Pour terminer son intervention, Adriana nous a parlé du Projet européen ENRICHME dont l’objectif principal a été de développer une architecture de contrôle du comportement du robot pour pouvoir avoir une interaction personnalisée entre le robot et une personne âgée souffrant de troubles cognitifs légers. L'idée étant que le robot apprenne des événements passés grâce à une mémoire épisodique et adapte son comportement à la situation présente. Le système développé a été testé dans 3 maisons médicalisées avec des robots Tiago, dans un écosystème composé du robot et d’un environnement intelligent (détecteur de présence, de caméras montées au plafond, acteur pour l'ouverture des portes et des fenêtres). L’utilisateur interagissait avec le robot soit par la parole soit par l’interface humain-machine via une tablette. Le robot adaptait alors son comportement en fonction des préférences de l’utilisateur (la façon de s’approcher, la direction, la distance, la vitesse etc.). Avant de pouvoir lancer cette expérimentation, le laboratoire de recherche a dû développer et tester toutes les petites briques pour améliorer le système grâce à des focus groupes avec les utilisateurs, les soignants, la famille. L’interface graphique a fait l'objet de plusieurs mises à jour ; plusieurs applications ont été disponibles dès le début comme des jeux cognitifs des conseils de santé, un agenda ; des jeux cognitifs ont également été développés en collaboration avec les praticiens de la santé, des neuropsychologues et des linguistes, l'interface étant traduite dans les langues de chaque partenaire du consortium.
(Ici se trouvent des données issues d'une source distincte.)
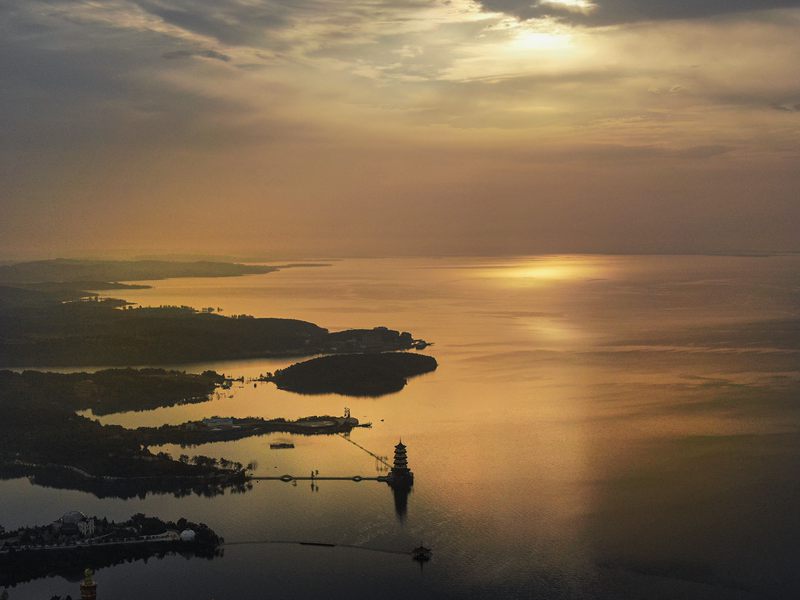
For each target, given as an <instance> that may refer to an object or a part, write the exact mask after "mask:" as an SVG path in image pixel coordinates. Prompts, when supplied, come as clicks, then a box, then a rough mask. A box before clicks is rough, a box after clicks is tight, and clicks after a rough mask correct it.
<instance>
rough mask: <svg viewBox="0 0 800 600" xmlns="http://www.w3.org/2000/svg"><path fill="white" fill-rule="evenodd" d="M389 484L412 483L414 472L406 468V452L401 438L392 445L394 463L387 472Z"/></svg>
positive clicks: (406, 467) (405, 448)
mask: <svg viewBox="0 0 800 600" xmlns="http://www.w3.org/2000/svg"><path fill="white" fill-rule="evenodd" d="M388 479H389V484H390V485H392V486H395V485H398V486H408V487H411V486H412V485H413V484H414V473H412V472H411V469H409V468H408V454H407V452H406V446H405V444H403V440H400V442H399V443H398V444H397V446H395V447H394V464H393V465H392V470H391V471H390V472H389V478H388Z"/></svg>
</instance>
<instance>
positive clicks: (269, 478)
mask: <svg viewBox="0 0 800 600" xmlns="http://www.w3.org/2000/svg"><path fill="white" fill-rule="evenodd" d="M249 479H250V480H253V481H285V482H290V481H384V482H386V481H389V478H388V477H387V476H385V475H379V476H378V477H362V476H361V475H352V476H347V475H340V476H324V475H313V476H312V475H301V476H296V475H281V476H279V477H276V476H272V477H267V476H263V477H259V476H255V477H250V478H249Z"/></svg>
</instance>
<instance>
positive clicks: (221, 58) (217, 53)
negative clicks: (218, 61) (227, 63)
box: [161, 50, 231, 62]
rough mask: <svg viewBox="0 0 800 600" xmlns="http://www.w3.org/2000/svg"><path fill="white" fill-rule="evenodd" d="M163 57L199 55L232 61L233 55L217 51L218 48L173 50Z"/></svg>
mask: <svg viewBox="0 0 800 600" xmlns="http://www.w3.org/2000/svg"><path fill="white" fill-rule="evenodd" d="M161 56H162V57H163V58H166V59H168V60H169V59H175V58H191V57H192V56H199V57H200V58H211V59H213V60H221V61H222V62H230V61H231V57H230V56H228V55H227V54H223V53H222V52H217V51H216V50H172V51H170V52H164V54H162V55H161Z"/></svg>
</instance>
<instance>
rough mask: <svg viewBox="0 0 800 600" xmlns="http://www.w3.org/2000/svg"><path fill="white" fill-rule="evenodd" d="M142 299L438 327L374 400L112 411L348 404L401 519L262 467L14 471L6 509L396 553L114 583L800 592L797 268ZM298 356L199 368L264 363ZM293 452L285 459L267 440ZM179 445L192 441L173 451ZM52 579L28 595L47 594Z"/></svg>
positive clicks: (195, 593) (175, 410)
mask: <svg viewBox="0 0 800 600" xmlns="http://www.w3.org/2000/svg"><path fill="white" fill-rule="evenodd" d="M151 283H152V285H153V286H154V287H153V288H152V289H148V290H131V291H125V292H121V293H120V295H122V296H124V297H125V298H126V299H128V300H131V301H133V302H138V303H141V304H145V305H159V304H188V305H192V306H214V307H217V306H219V307H222V308H224V311H225V312H224V313H223V314H237V313H249V314H253V315H256V316H272V317H292V318H300V319H304V320H308V321H312V322H315V323H317V324H319V325H322V326H324V327H327V328H329V329H332V330H335V329H343V328H350V327H372V326H377V325H387V326H389V327H392V328H395V329H401V330H409V331H412V332H413V333H414V334H415V336H419V337H424V338H425V339H428V340H430V341H433V342H435V345H434V346H432V347H430V348H429V349H428V352H430V353H431V354H432V355H434V356H435V357H436V358H437V360H438V361H439V365H440V366H439V369H438V370H437V371H436V372H435V373H433V374H429V375H425V376H422V377H418V378H415V379H413V380H411V381H410V382H409V385H408V386H407V387H406V389H404V390H403V391H402V392H400V393H398V394H393V395H390V396H384V397H382V398H377V399H374V398H370V399H364V398H344V397H341V396H335V395H329V396H301V395H295V394H291V393H288V392H282V391H278V390H276V389H275V388H274V387H273V386H271V385H269V384H259V385H258V386H256V387H253V386H252V385H246V386H241V387H238V388H237V387H234V389H232V390H231V391H230V392H226V393H224V394H217V396H216V397H215V398H213V399H212V400H210V401H209V402H205V403H201V404H193V405H183V406H178V407H171V408H164V409H158V410H153V411H147V412H138V413H122V414H116V415H109V416H107V417H103V418H102V419H101V420H102V421H103V422H106V423H119V424H122V425H125V426H137V425H153V424H161V423H180V422H183V421H186V420H189V419H199V418H203V417H206V416H212V415H221V416H237V417H239V416H249V415H255V416H263V417H287V418H296V417H300V416H305V415H313V414H339V413H341V411H342V410H343V408H344V406H348V407H350V408H351V410H352V412H353V415H354V416H357V417H358V418H359V419H361V420H362V421H371V422H372V423H373V424H374V426H373V428H372V429H359V430H355V431H353V433H352V436H351V438H352V439H353V440H354V441H356V442H358V443H359V444H361V445H363V446H365V447H367V448H369V449H371V450H373V451H375V452H377V453H378V454H384V455H388V454H390V453H391V451H392V447H393V445H394V444H395V443H396V442H397V440H398V438H400V437H401V436H402V438H403V441H404V442H405V443H406V444H407V445H408V449H409V461H410V466H411V468H412V469H413V470H414V472H415V475H416V480H415V485H414V489H413V492H412V494H411V495H410V497H409V498H408V505H407V512H406V513H405V514H398V512H397V510H396V507H395V500H394V498H393V495H392V492H391V490H390V489H389V488H388V487H387V486H386V485H385V484H379V483H376V482H362V483H351V482H319V483H318V484H317V486H314V487H312V486H311V485H309V484H308V483H307V482H305V483H301V484H298V485H297V486H292V485H287V484H284V483H279V482H259V483H256V484H255V486H254V489H253V490H252V491H251V492H249V493H246V494H238V495H236V494H233V495H232V494H227V495H224V496H218V497H214V498H202V497H197V496H192V497H188V498H180V499H179V498H173V497H171V496H164V495H149V496H147V497H146V498H143V499H134V500H113V499H104V500H100V499H97V498H95V497H94V496H92V495H89V494H85V493H81V492H71V491H63V490H55V489H48V488H43V487H37V486H33V485H31V484H30V483H29V482H28V481H27V480H13V481H4V482H0V523H2V524H3V525H4V526H6V527H7V528H9V527H16V526H20V525H23V524H34V523H44V522H49V521H52V520H54V519H55V518H57V517H58V516H59V515H60V514H61V513H63V512H64V511H65V510H67V509H79V510H82V511H84V512H86V513H88V514H97V515H107V516H108V517H109V518H117V519H123V518H127V517H129V516H130V515H131V514H133V513H135V512H145V513H149V514H154V515H158V516H160V517H163V518H169V519H177V518H178V517H181V516H185V517H187V518H189V519H191V520H194V521H203V522H206V523H208V524H209V525H210V526H211V527H213V528H214V529H216V530H217V531H218V532H220V533H221V534H222V535H224V536H225V538H226V540H227V541H228V542H240V541H248V540H266V539H271V540H309V541H322V542H331V543H341V544H350V545H357V546H362V547H365V548H371V549H382V550H398V551H405V550H408V549H410V548H411V547H413V546H414V545H416V544H418V543H419V542H420V541H421V540H424V541H425V543H426V545H430V546H432V547H433V548H434V553H435V554H434V559H433V560H432V561H431V562H430V563H428V564H427V565H426V566H425V568H424V569H422V570H421V569H420V567H419V566H418V565H417V564H416V563H414V562H413V561H411V560H410V559H409V558H408V556H403V555H399V554H391V553H381V552H371V551H368V550H363V549H356V548H314V547H304V546H290V545H231V546H228V547H226V548H225V553H224V557H222V558H219V559H216V560H213V561H206V560H202V559H187V558H184V557H181V556H177V557H169V558H166V559H164V560H150V561H148V563H147V564H145V563H143V562H136V563H131V564H126V565H122V566H118V567H113V568H109V569H103V570H101V571H99V572H98V573H97V576H96V579H97V581H98V589H99V593H100V595H101V597H106V598H115V599H118V600H124V599H128V598H130V599H133V598H137V599H138V598H141V597H144V596H148V597H155V598H167V597H173V598H182V597H186V598H189V597H191V598H263V597H267V596H273V597H281V598H318V597H348V598H376V597H382V598H409V597H414V598H420V597H430V598H446V597H452V598H465V597H475V598H483V597H486V598H488V597H494V598H587V597H594V598H648V599H649V598H788V597H797V595H798V594H800V569H798V567H799V566H800V564H798V563H799V562H800V511H798V510H797V506H798V501H800V484H799V483H798V478H797V473H798V472H800V469H799V467H800V435H798V425H800V410H798V406H799V404H798V392H799V391H800V326H799V325H798V323H800V257H791V256H789V257H780V256H776V257H769V258H754V257H598V256H549V257H528V258H514V259H497V258H491V259H489V258H486V259H475V258H471V259H426V260H422V259H403V260H399V259H393V260H388V259H387V260H344V261H336V262H334V263H332V265H331V266H329V267H318V268H296V269H287V270H283V271H280V272H277V273H271V274H267V275H256V276H247V277H240V278H227V279H175V280H168V281H156V282H151ZM289 362H291V361H287V360H255V361H238V362H236V361H232V362H219V363H206V364H197V365H184V366H182V367H181V368H184V369H187V370H192V371H201V370H203V369H206V368H213V369H216V370H218V371H221V372H225V373H226V374H230V375H233V376H237V377H238V376H240V375H244V376H253V375H257V374H259V373H263V372H265V371H272V370H274V369H275V368H279V367H281V366H284V365H286V364H289ZM276 440H280V441H283V440H286V441H292V442H294V443H295V444H296V448H295V449H294V450H284V451H275V450H270V449H269V442H271V441H276ZM163 449H164V450H166V451H168V452H170V453H172V454H173V455H177V454H180V453H183V452H187V450H185V449H181V448H180V447H175V446H165V447H164V448H163ZM188 453H198V454H207V455H213V456H225V457H227V458H233V459H236V460H240V461H243V462H244V461H249V460H253V459H255V460H256V461H257V462H258V471H259V473H261V474H272V475H274V474H283V473H293V474H307V473H308V472H309V471H311V470H312V469H319V471H320V474H322V475H325V474H328V475H356V474H359V475H373V474H375V473H376V472H378V471H379V469H378V466H379V465H377V464H376V461H375V460H374V459H373V458H371V457H370V456H369V455H367V454H366V453H364V452H362V451H361V450H359V449H358V448H356V447H355V446H353V445H351V444H349V443H347V441H345V440H343V439H341V438H340V437H337V436H319V437H301V436H290V435H274V436H265V437H260V438H252V439H247V440H243V441H239V442H231V443H217V444H208V445H203V446H200V447H197V448H192V449H189V450H188ZM76 592H77V585H76V584H74V583H71V582H68V581H66V580H64V579H62V578H60V577H51V578H46V579H41V580H38V581H35V582H32V583H28V584H24V585H20V586H17V587H16V588H14V589H13V590H11V598H12V599H13V600H16V599H18V598H49V597H50V596H51V595H52V594H66V593H72V594H73V596H75V595H76Z"/></svg>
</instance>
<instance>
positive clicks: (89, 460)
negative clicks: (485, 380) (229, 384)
mask: <svg viewBox="0 0 800 600" xmlns="http://www.w3.org/2000/svg"><path fill="white" fill-rule="evenodd" d="M134 373H136V372H131V371H130V370H117V371H108V372H105V373H103V374H101V375H100V376H99V377H97V376H95V375H93V376H91V378H90V379H86V377H87V376H86V375H85V374H77V375H64V374H55V373H38V372H33V371H26V372H25V373H12V372H9V371H0V475H1V476H6V477H10V476H21V475H37V476H41V477H43V478H44V480H45V481H50V482H56V483H54V485H59V483H61V484H67V483H68V482H71V481H75V482H82V483H86V484H87V485H89V484H91V486H90V489H91V488H92V487H97V485H98V484H99V483H102V484H103V486H105V487H108V488H109V490H107V492H108V493H109V494H110V493H111V491H110V488H113V486H114V484H115V483H116V482H118V481H121V482H124V481H125V480H128V483H130V482H131V481H135V482H136V483H137V485H136V486H135V487H136V488H137V489H145V490H153V491H157V490H161V491H172V490H180V489H182V488H186V487H191V486H193V485H194V484H196V483H198V482H203V483H213V484H214V485H215V486H218V487H222V488H224V487H225V486H229V485H242V484H244V482H245V480H246V474H245V468H244V467H243V466H242V465H240V464H238V463H226V465H227V466H226V467H225V468H221V466H220V463H219V461H215V460H213V459H208V461H203V462H197V461H196V462H194V463H189V462H182V461H178V460H172V458H171V457H170V456H169V455H167V454H164V453H159V454H153V453H152V452H150V451H149V450H148V449H147V448H146V446H145V445H144V444H143V443H142V439H141V438H140V436H139V435H138V434H137V432H136V431H132V430H129V429H125V428H123V427H119V426H116V425H105V426H104V425H101V424H100V423H98V422H96V421H92V420H90V419H87V418H85V417H82V416H80V415H77V414H75V412H74V410H75V409H77V408H87V407H88V406H89V404H91V403H92V402H95V400H96V399H97V398H98V397H102V396H103V390H108V391H109V392H110V395H109V398H110V400H109V402H110V405H114V404H115V403H117V404H118V403H120V402H125V403H129V402H131V401H132V399H133V398H134V396H135V394H142V395H148V394H152V395H153V396H155V397H160V398H161V401H162V402H163V401H164V398H165V397H169V396H172V397H173V398H174V400H175V401H181V400H182V399H183V398H185V397H186V393H187V392H190V393H196V392H197V391H198V390H200V389H206V388H207V386H208V385H211V384H213V381H214V375H216V374H214V375H211V374H204V375H195V376H191V375H189V376H184V377H177V376H175V375H174V374H172V373H169V372H162V375H161V376H158V375H157V374H155V373H153V372H148V373H145V375H143V376H142V378H141V380H140V381H138V382H137V381H135V380H136V376H135V375H134ZM126 386H131V387H132V388H133V389H132V390H131V392H130V393H127V392H124V391H123V390H124V388H125V387H126ZM115 394H116V395H115ZM95 403H96V402H95ZM96 404H97V403H96ZM104 405H105V403H104V401H100V402H99V406H104ZM126 490H127V491H128V492H130V491H131V486H128V487H127V488H126Z"/></svg>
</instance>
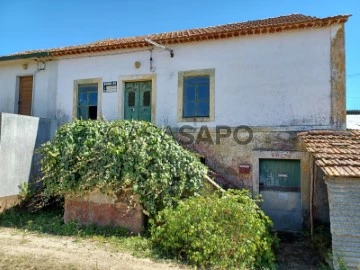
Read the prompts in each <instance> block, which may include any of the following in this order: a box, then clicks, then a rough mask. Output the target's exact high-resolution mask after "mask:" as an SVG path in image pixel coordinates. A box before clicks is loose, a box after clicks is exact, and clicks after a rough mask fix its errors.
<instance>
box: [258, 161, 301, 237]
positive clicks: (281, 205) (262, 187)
mask: <svg viewBox="0 0 360 270" xmlns="http://www.w3.org/2000/svg"><path fill="white" fill-rule="evenodd" d="M259 163H260V179H259V180H260V183H259V184H260V194H261V195H262V197H263V202H262V205H261V208H262V209H263V210H264V212H265V213H266V214H267V215H268V216H269V217H270V218H271V219H272V221H273V222H274V227H275V229H276V230H287V231H299V230H301V229H302V223H303V222H302V207H301V181H300V178H301V173H300V161H299V160H279V159H261V160H260V162H259Z"/></svg>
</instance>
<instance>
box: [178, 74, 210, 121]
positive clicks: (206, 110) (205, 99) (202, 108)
mask: <svg viewBox="0 0 360 270" xmlns="http://www.w3.org/2000/svg"><path fill="white" fill-rule="evenodd" d="M209 110H210V78H209V76H191V77H185V78H184V93H183V117H184V118H189V117H209Z"/></svg>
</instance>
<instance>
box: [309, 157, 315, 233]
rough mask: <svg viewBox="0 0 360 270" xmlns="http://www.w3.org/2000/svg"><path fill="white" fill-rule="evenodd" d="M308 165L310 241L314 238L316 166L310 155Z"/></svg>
mask: <svg viewBox="0 0 360 270" xmlns="http://www.w3.org/2000/svg"><path fill="white" fill-rule="evenodd" d="M310 164H311V165H312V169H311V177H310V231H311V239H313V236H314V190H315V177H316V167H315V166H316V165H315V159H314V157H313V156H312V155H311V161H310Z"/></svg>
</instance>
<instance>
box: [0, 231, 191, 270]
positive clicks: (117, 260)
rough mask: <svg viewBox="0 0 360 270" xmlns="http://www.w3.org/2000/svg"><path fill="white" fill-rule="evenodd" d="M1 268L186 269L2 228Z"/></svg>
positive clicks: (179, 266) (88, 245) (80, 243)
mask: <svg viewBox="0 0 360 270" xmlns="http://www.w3.org/2000/svg"><path fill="white" fill-rule="evenodd" d="M0 269H2V270H6V269H9V270H14V269H29V270H30V269H40V270H42V269H53V270H60V269H61V270H68V269H86V270H88V269H99V270H100V269H101V270H102V269H114V270H115V269H121V270H138V269H144V270H146V269H185V267H184V266H181V265H177V264H174V263H169V262H154V261H152V260H150V259H143V258H136V257H134V256H132V255H131V254H128V253H125V252H115V251H112V250H110V249H107V248H106V246H104V247H103V246H101V247H100V246H98V245H96V244H95V243H92V242H90V241H87V240H80V241H79V240H76V239H75V238H72V237H58V236H51V235H45V236H44V235H36V234H31V233H29V232H26V233H24V232H21V231H18V230H15V229H8V228H0Z"/></svg>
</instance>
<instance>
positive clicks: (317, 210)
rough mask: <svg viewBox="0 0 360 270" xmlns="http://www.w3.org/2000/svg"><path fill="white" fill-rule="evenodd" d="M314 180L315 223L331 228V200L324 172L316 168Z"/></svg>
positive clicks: (318, 224)
mask: <svg viewBox="0 0 360 270" xmlns="http://www.w3.org/2000/svg"><path fill="white" fill-rule="evenodd" d="M314 172H315V174H314V175H315V178H314V197H313V211H314V212H313V215H314V221H315V223H316V224H318V225H325V226H329V224H330V216H329V200H328V194H327V188H326V184H325V180H324V172H323V171H322V170H321V169H320V168H319V167H317V166H315V171H314Z"/></svg>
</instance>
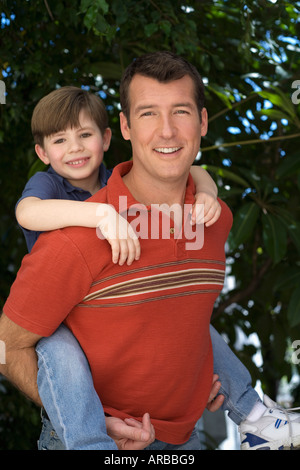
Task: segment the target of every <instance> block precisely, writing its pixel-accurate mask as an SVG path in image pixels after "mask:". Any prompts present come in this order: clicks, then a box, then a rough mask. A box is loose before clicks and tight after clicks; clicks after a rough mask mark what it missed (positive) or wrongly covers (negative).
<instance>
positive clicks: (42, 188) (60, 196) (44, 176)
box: [15, 171, 63, 253]
mask: <svg viewBox="0 0 300 470" xmlns="http://www.w3.org/2000/svg"><path fill="white" fill-rule="evenodd" d="M26 197H38V198H39V199H59V198H62V197H63V196H62V195H61V194H60V192H59V185H57V184H56V182H55V179H54V178H52V177H51V175H50V174H48V172H43V171H39V172H37V173H36V174H35V175H33V176H32V177H31V178H30V179H29V180H28V182H27V183H26V186H25V188H24V190H23V193H22V196H21V197H20V199H19V200H18V201H17V203H16V206H15V209H16V208H17V206H18V204H19V202H20V201H22V199H25V198H26ZM20 227H21V229H22V232H23V235H24V238H25V241H26V245H27V250H28V252H29V253H30V251H31V250H32V247H33V245H34V244H35V242H36V241H37V239H38V237H39V236H40V234H41V232H37V231H35V230H27V229H25V228H24V227H22V226H20Z"/></svg>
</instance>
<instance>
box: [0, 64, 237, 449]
mask: <svg viewBox="0 0 300 470" xmlns="http://www.w3.org/2000/svg"><path fill="white" fill-rule="evenodd" d="M172 62H173V59H172V60H171V63H172ZM182 65H184V67H185V68H186V69H185V71H184V72H182V71H181V72H180V75H181V76H180V75H179V76H177V77H176V79H175V78H174V76H173V77H172V79H171V81H168V82H165V83H160V82H159V81H158V80H156V79H154V78H149V77H145V76H143V75H141V74H138V75H136V76H135V77H134V78H133V79H132V82H131V83H130V85H129V87H128V90H127V91H126V90H124V88H123V90H122V91H121V92H122V93H123V95H124V94H125V97H126V99H127V102H128V101H129V108H128V107H127V110H126V105H125V107H124V113H121V130H122V134H123V136H124V138H125V139H130V141H131V144H132V152H133V164H132V165H131V164H130V163H129V164H127V163H126V164H121V165H120V166H119V167H118V169H117V171H116V172H115V174H114V175H112V177H111V184H110V185H108V186H107V189H104V190H103V191H101V192H99V193H97V195H96V196H94V197H93V198H92V199H91V200H94V201H99V202H100V201H103V202H104V200H105V201H106V202H107V203H110V204H113V205H114V206H115V208H116V209H117V210H119V201H120V196H122V197H123V198H124V197H125V196H126V198H127V207H128V209H129V208H130V207H132V206H133V205H136V204H137V203H140V205H143V207H144V208H146V210H145V211H144V212H143V217H146V218H148V217H149V216H150V211H152V214H153V212H154V211H155V210H157V208H156V207H157V205H162V204H165V205H167V206H169V207H176V208H177V209H178V211H179V212H180V209H182V214H183V215H184V214H185V212H184V210H183V208H184V204H186V205H190V207H191V205H192V204H193V197H194V189H195V188H194V185H193V182H192V180H191V178H190V177H189V171H190V166H191V165H192V163H193V161H194V159H195V157H196V155H197V152H198V150H199V147H200V139H201V136H203V135H205V133H206V130H207V113H206V110H205V108H203V104H201V103H200V102H199V98H201V97H202V98H203V89H202V91H201V89H200V87H199V85H198V87H197V88H196V85H195V82H194V80H195V79H196V80H198V74H196V73H195V72H194V70H193V69H192V68H191V67H190V66H189V65H188V64H187V63H186V62H184V61H181V67H182ZM165 66H166V64H165V62H164V61H162V62H161V71H163V69H165ZM173 67H174V64H173ZM176 67H177V66H176ZM176 67H175V68H176ZM199 83H200V86H201V82H199ZM202 87H203V85H202ZM196 90H197V93H198V95H199V96H197V98H196V96H195V93H196ZM196 100H197V101H196ZM125 113H127V116H126V114H125ZM128 113H129V114H128ZM151 205H156V206H155V207H154V209H152V208H151V207H150V206H151ZM149 209H150V211H149ZM141 210H143V209H141ZM160 215H161V217H163V218H167V219H168V220H169V223H170V232H171V233H170V236H169V238H166V239H151V238H150V235H151V232H150V231H149V238H147V237H144V238H143V239H142V240H141V242H142V244H143V247H142V249H143V255H144V256H143V260H142V261H138V262H137V265H135V267H134V269H132V268H130V267H128V269H127V268H126V269H124V267H123V268H121V267H120V266H116V265H112V263H111V262H110V259H109V258H110V256H109V255H110V254H109V249H108V248H107V247H106V245H105V244H104V242H102V241H101V240H99V239H98V238H97V235H96V233H95V231H94V230H92V229H82V228H77V227H76V228H70V229H66V230H62V231H57V232H55V233H49V234H47V235H42V236H41V237H40V238H41V239H40V240H38V242H37V244H36V246H35V247H34V249H33V251H32V254H30V255H28V256H27V257H25V259H24V262H23V265H22V267H21V269H20V271H19V273H18V276H17V279H16V281H15V283H14V285H13V286H12V290H11V294H10V297H9V299H8V301H7V303H6V305H5V307H4V316H3V317H2V319H1V338H3V340H4V341H5V342H6V345H7V364H6V366H3V367H2V370H1V372H3V373H4V374H5V375H6V376H7V377H8V378H9V379H10V380H11V381H12V382H14V383H15V384H16V385H17V386H19V387H20V388H21V389H22V390H23V391H24V393H26V394H27V395H28V396H29V397H31V398H32V399H33V400H35V401H36V402H38V395H37V388H36V382H35V377H36V359H35V356H34V349H33V348H34V346H35V344H36V343H37V341H38V340H39V339H40V338H41V337H43V336H48V335H49V334H51V333H52V332H53V331H55V329H56V328H57V327H58V326H59V324H60V323H61V322H62V321H64V322H65V324H66V325H67V326H68V327H69V328H70V329H71V330H72V331H73V333H74V334H75V336H76V337H77V339H78V340H79V342H80V343H81V346H82V348H83V350H84V352H85V354H86V356H87V358H88V360H89V363H90V366H91V370H92V374H93V379H94V384H95V388H96V390H97V391H98V393H99V396H100V398H101V401H102V403H103V407H104V410H105V412H106V413H107V414H108V415H111V416H112V417H114V418H119V419H122V420H123V419H125V418H135V419H138V420H140V421H141V419H142V417H143V416H144V414H145V413H150V417H151V421H152V424H153V426H154V428H155V432H156V438H157V441H156V445H157V442H159V445H160V446H162V448H165V446H168V445H171V446H173V447H174V448H178V446H179V448H186V447H182V446H185V445H187V444H186V443H187V442H190V444H189V445H192V446H194V447H195V448H197V447H196V446H197V444H194V443H192V444H191V439H192V441H193V439H194V435H193V429H194V426H195V423H196V421H197V420H198V419H199V417H200V416H201V414H202V412H203V409H204V408H205V406H206V403H207V400H208V397H209V392H210V389H211V385H212V349H211V343H210V336H209V321H210V315H211V311H212V307H213V304H214V301H215V299H216V297H217V295H218V293H219V292H220V290H221V288H222V284H223V278H224V243H225V240H226V238H227V235H228V232H229V229H230V226H231V214H230V211H229V209H228V208H227V206H225V204H222V215H221V220H220V222H219V223H217V224H214V226H212V227H210V228H209V230H210V234H209V236H206V234H204V237H205V238H204V246H203V248H202V250H194V249H190V250H187V249H186V243H187V242H189V241H190V240H189V239H188V240H187V238H186V237H185V230H184V227H185V224H186V223H187V222H186V221H185V220H182V227H175V226H174V220H173V218H172V217H170V215H169V214H165V213H162V214H160ZM132 219H134V217H132ZM181 219H182V218H181ZM128 220H129V221H130V218H129V219H128ZM176 220H178V217H177V218H176ZM150 228H151V227H149V230H150ZM180 229H181V231H180ZM174 231H175V233H174ZM180 232H181V235H180V236H178V237H175V234H176V233H177V234H179V233H180ZM206 239H207V240H206ZM104 245H105V246H104ZM213 246H214V247H216V246H217V247H218V248H217V249H214V250H212V247H213ZM98 253H101V255H100V254H99V255H98ZM54 293H55V295H54ZM199 311H200V312H201V313H200V314H199ZM41 312H43V315H41ZM20 357H22V365H21V362H20V360H19V359H20ZM191 436H192V437H191ZM188 448H191V447H188Z"/></svg>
Ce projet est un exemple de la complexité des projets en robotique sociale et de leurs enjeux à plusieurs niveaux. Il permet de mettre en exergue peut-être plus de questions que de réponses concernant le lien entre robotique et santé du participant (non prévisible) mais également le niveau de confiance dans les systèmes. En effet les robots ne sont pas parfaits mais la communication joue un rôle important dans la confiance à construire à propos de leur fiabilité. Il permet aussi au-delà de la technique de construire une réflexion commune et pluridisciplinaire qui résonne avec les investigations en robotique sociale de Strate Research. Ainsi la robotique n’est finalement qu’un prétexte pour (re)penser les communautés, leur manière de fonctionner ensemble, et plus globalement notre manière de vivre …. in fine, notre écologie relationnelle avec et sans ces robots dits sociaux.
Comme le conclut Adriana Tapus, pour que cela fonctionne, il faut :
des données : très peu des données sur les personnes âgées par exemple dans la détection des émotions ;
penser l’interaction à long terme « in the wild » dans un écosystème de la vie quotidienne avec des personnes qui n’ont pas de connaissance en robotique ;
aborder toutes les question liées à l’éthique = responsabilité : question du secret professionnel médical et les données sensibles.
Ainsi, pour que les robots puissent améliorer la qualité de vie des personnes vulnérables, il est nécessaire qu’ils aient un comportement personnalisé et pour cela, c’est avant tout la multiplicité et la complémentarité des enjeux (technologie, fiabilité des systèmes, confiance et acceptabilité des robots) qu’il faut penser et mettre en action. Et c’est bien sûr là que le design peut prendre toute son ampleur.